The psych appt went really well. This was Shawn's first time meeting him. Its funny because I don't think the dr honestly remembers what he says from week to week. This is scary too..good thing I am on top of things and that we have a great team of drs to keep up with everything. He didn't even ask why we chose not to put him in the program. He did talk about the program and shared with me how some of the structure of the classroom is and paralleled it to how I am starting to structure things. That made me happy...God does know after all what is needed and lead me to exactly the right information. So for now we press on with what we are doing and wait for a few more weeks before we mess with any of the other meds.
In two weeks we go back to oncology and have our next MRI. So until then we wait and as the psych dr said we celebrate this small victory before we move on.

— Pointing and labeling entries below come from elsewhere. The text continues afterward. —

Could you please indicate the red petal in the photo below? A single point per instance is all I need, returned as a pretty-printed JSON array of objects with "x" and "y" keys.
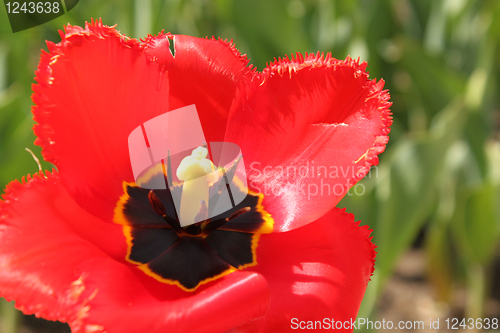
[
  {"x": 53, "y": 271},
  {"x": 319, "y": 271},
  {"x": 309, "y": 130},
  {"x": 94, "y": 88},
  {"x": 204, "y": 72}
]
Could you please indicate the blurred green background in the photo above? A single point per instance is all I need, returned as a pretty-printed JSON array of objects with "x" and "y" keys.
[{"x": 436, "y": 192}]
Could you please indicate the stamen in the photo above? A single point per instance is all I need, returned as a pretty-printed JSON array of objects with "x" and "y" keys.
[{"x": 198, "y": 173}]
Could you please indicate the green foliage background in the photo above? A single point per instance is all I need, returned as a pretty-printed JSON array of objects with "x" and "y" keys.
[{"x": 440, "y": 60}]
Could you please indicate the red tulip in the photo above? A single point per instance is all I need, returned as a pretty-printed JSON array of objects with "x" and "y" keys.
[{"x": 63, "y": 255}]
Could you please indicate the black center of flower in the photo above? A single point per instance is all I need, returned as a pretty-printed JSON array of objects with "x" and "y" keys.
[{"x": 192, "y": 255}]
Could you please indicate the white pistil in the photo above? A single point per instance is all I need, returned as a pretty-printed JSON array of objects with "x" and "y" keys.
[{"x": 198, "y": 173}]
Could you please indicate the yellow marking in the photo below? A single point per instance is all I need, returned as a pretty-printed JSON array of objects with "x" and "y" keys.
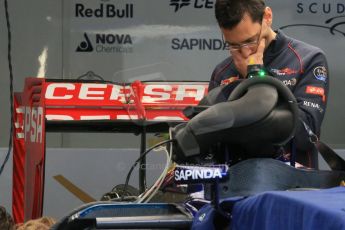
[{"x": 80, "y": 194}]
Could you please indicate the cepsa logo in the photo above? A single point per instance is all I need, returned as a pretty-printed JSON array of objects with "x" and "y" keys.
[
  {"x": 33, "y": 124},
  {"x": 198, "y": 44},
  {"x": 197, "y": 4},
  {"x": 106, "y": 43},
  {"x": 103, "y": 11}
]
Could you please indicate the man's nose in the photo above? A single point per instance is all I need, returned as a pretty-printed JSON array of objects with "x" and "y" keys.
[{"x": 245, "y": 51}]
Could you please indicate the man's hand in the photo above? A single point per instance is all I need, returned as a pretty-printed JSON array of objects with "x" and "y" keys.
[{"x": 242, "y": 58}]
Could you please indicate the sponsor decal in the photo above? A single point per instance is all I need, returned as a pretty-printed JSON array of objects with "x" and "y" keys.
[
  {"x": 320, "y": 73},
  {"x": 106, "y": 43},
  {"x": 109, "y": 93},
  {"x": 198, "y": 44},
  {"x": 290, "y": 82},
  {"x": 193, "y": 174},
  {"x": 313, "y": 105},
  {"x": 229, "y": 80},
  {"x": 316, "y": 91},
  {"x": 104, "y": 10},
  {"x": 284, "y": 71},
  {"x": 197, "y": 4},
  {"x": 93, "y": 101},
  {"x": 330, "y": 24},
  {"x": 85, "y": 46},
  {"x": 33, "y": 122},
  {"x": 331, "y": 7}
]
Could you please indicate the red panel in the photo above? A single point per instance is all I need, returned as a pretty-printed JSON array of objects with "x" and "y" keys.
[{"x": 83, "y": 101}]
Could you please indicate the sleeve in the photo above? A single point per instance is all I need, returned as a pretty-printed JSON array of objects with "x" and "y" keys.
[{"x": 311, "y": 93}]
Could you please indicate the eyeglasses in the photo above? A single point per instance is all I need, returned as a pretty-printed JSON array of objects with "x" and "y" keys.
[{"x": 249, "y": 45}]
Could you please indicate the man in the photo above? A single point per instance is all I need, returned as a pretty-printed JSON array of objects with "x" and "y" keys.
[{"x": 246, "y": 27}]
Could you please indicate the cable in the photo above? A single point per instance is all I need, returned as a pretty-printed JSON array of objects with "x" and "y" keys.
[
  {"x": 11, "y": 86},
  {"x": 138, "y": 160},
  {"x": 149, "y": 194}
]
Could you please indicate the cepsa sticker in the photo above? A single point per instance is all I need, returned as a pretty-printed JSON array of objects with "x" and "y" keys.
[
  {"x": 320, "y": 73},
  {"x": 316, "y": 91}
]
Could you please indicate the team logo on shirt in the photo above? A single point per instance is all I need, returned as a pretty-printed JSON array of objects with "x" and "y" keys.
[
  {"x": 320, "y": 73},
  {"x": 229, "y": 80}
]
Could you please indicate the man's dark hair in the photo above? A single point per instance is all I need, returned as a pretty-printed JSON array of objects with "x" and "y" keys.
[{"x": 230, "y": 12}]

Well, my celebrating lasted just a few short hours. We picked the kids up from Mamaw's and went by the store really fast. Josh was in a grumpy mood and was provoking Jon. Jon was tired from the trip and not feeling so well so he was easily agitated. When we arrived home the bomb exploded and left me in tears...Jon lost it because his toothbrush is missing. He called the toothbrush every awful name he knows and was coming unglued. I attempted to cue him to use the cooling down strategies and it didn't work. He escalated to a verbal rage. I quickly attempted to give him his evening meds to help calm him down. Usually I can easily get the meds in but this time he was trying to cough so the meds and his stomach contents would come back up and out of the tube and of course in my face. When that didn't work, while I was waiting for Shawn to bring me the syringe plunger so I could force the meds through Jon spit in my face. You can only imagine how it went from there... I am going to kill my mom. I hate her. I hate this mom. I hate this family.
I just left him in his room to scream horrible awful things. In the meantime the rest of my kids were reacting and having a hard time getting to bed. Josh was frustrated trying to express what he needed to share. No one was obeying. The stress level went through the rough. Shawn was frustrated and getting angry. And I stood there and with tears pouring felt an overwhelming need to run. Then the assaults started on my mind and my heart and the tears poured and all I could do was cry out for my Lord, the one who brings truth and comforts my aching heart.

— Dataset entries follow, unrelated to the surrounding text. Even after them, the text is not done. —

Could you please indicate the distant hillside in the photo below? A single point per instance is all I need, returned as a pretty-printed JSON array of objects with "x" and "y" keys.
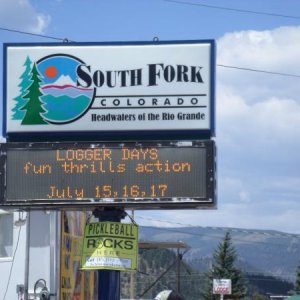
[{"x": 270, "y": 253}]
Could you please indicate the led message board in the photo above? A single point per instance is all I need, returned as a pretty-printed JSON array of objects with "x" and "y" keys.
[
  {"x": 133, "y": 89},
  {"x": 172, "y": 175}
]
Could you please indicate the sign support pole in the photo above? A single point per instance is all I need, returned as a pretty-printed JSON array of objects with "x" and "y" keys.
[{"x": 109, "y": 280}]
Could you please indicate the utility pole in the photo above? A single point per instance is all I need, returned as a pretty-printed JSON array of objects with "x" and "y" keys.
[{"x": 132, "y": 275}]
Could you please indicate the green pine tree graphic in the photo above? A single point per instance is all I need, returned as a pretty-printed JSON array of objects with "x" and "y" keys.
[
  {"x": 34, "y": 107},
  {"x": 24, "y": 84}
]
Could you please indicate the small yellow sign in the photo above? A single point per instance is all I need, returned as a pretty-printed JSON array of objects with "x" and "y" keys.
[{"x": 110, "y": 246}]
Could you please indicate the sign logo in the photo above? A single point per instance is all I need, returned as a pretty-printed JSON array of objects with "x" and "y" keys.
[{"x": 49, "y": 93}]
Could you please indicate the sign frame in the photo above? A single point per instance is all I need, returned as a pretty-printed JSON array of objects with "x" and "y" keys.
[
  {"x": 138, "y": 133},
  {"x": 113, "y": 249},
  {"x": 224, "y": 285},
  {"x": 209, "y": 201}
]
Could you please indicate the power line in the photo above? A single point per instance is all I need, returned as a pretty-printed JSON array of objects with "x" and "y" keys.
[
  {"x": 234, "y": 9},
  {"x": 247, "y": 231},
  {"x": 259, "y": 71},
  {"x": 33, "y": 34}
]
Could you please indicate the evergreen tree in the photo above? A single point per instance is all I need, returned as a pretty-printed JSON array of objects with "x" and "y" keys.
[
  {"x": 24, "y": 84},
  {"x": 297, "y": 283},
  {"x": 34, "y": 106},
  {"x": 223, "y": 268}
]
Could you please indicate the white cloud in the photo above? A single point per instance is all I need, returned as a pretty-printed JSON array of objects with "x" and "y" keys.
[
  {"x": 21, "y": 15},
  {"x": 258, "y": 136},
  {"x": 275, "y": 51}
]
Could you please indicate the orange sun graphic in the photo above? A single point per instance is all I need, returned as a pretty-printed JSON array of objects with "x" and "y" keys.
[{"x": 51, "y": 72}]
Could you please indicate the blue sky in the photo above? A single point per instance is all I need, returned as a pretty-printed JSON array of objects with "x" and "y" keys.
[{"x": 257, "y": 115}]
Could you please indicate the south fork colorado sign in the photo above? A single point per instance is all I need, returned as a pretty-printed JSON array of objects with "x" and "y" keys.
[{"x": 129, "y": 87}]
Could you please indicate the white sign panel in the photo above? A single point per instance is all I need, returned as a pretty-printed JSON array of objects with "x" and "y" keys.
[
  {"x": 109, "y": 87},
  {"x": 222, "y": 286}
]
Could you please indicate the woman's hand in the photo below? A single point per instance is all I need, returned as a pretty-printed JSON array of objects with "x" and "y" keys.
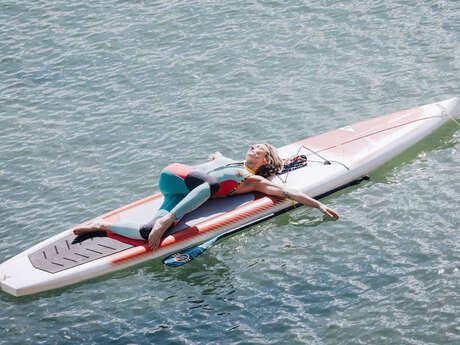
[
  {"x": 160, "y": 227},
  {"x": 328, "y": 211}
]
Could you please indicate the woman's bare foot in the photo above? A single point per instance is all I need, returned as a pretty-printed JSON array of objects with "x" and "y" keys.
[
  {"x": 160, "y": 227},
  {"x": 98, "y": 225}
]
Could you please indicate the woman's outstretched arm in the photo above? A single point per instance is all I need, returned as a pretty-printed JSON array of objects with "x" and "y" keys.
[{"x": 257, "y": 183}]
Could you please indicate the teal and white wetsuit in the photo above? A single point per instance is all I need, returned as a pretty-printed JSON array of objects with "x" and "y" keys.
[{"x": 185, "y": 188}]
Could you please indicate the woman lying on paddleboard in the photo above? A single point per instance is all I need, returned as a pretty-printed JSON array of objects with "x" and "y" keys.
[{"x": 185, "y": 188}]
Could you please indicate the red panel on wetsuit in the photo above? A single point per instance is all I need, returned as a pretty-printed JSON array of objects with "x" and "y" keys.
[
  {"x": 226, "y": 187},
  {"x": 180, "y": 170}
]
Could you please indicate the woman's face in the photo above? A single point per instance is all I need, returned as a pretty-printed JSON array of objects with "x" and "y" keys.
[{"x": 257, "y": 154}]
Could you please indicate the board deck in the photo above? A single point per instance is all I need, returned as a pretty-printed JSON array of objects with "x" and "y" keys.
[{"x": 336, "y": 159}]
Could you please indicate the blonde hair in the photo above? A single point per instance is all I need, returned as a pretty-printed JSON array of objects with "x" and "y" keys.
[{"x": 274, "y": 165}]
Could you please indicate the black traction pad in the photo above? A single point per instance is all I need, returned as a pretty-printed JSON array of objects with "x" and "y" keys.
[{"x": 72, "y": 250}]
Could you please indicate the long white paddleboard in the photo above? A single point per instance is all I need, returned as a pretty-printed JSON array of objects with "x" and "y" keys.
[{"x": 335, "y": 158}]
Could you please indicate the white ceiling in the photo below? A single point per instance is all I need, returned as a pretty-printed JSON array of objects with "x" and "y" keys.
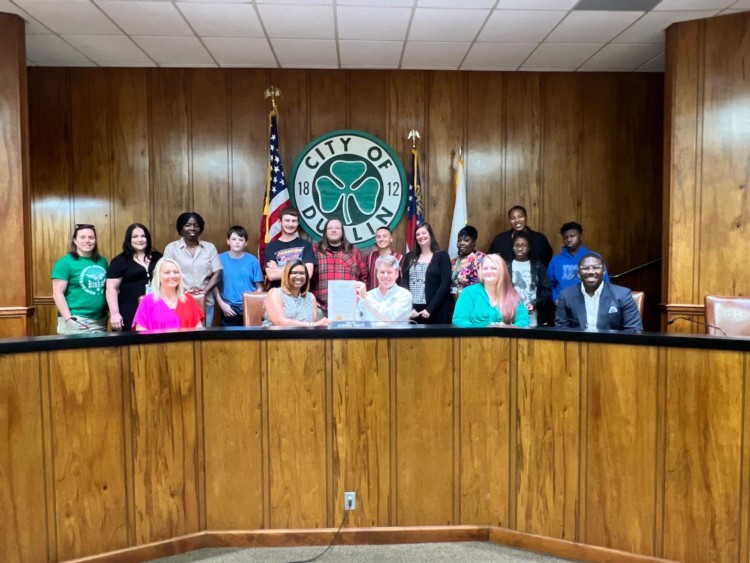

These are those times when my world feels so incredible lonely. despite the amount of people who are there ready to support and help. It just hurts too much. Its paralyzing and in that moment there is really nothing any one can do but pray for me. pray for my family. Its a desperate feeling to all of sudden by spiraling down to the pit of despair and be screaming out for truth to rescue you.
In these moments though is when I know my Jesus more intimately than I have ever known him. These are the times when he whispers his love in my ear. When he takes the sword from my hand and tells me to stop fighting as he wraps his arms around me and holds me close. There with my head rested upon his chest, I am hidden from all the attacks. Sheltered from the lies. And his heart begins to beat truth back into my heart. His words tell me its ok. They tell me that he has a purpose. He tells me that I am more than ok. That he made me, he chose me, and he loves me. Jesus whispers the words that I long to hear...the words that free the secret desires and the unspoken longings. The words that tell me I am right where he wants me to be. The words that remind me that it is He, the great and mighty God, who is carrying me tonight in his strong and capable arms. My name is etched upon his hands. He can't forget me. He can't reject me. He can't leave me here to face this all alone.
Its times like this when I am at my weakest and am hurting the most that I know more than ever that I am truly his child.
1 comment:
I don't know what to say. It breaks my heart to hear of these firey trials your family is enduring. I wish I could rescue you, comfort you. We pray for you. We love you. Everything you say about God is true. Hold on.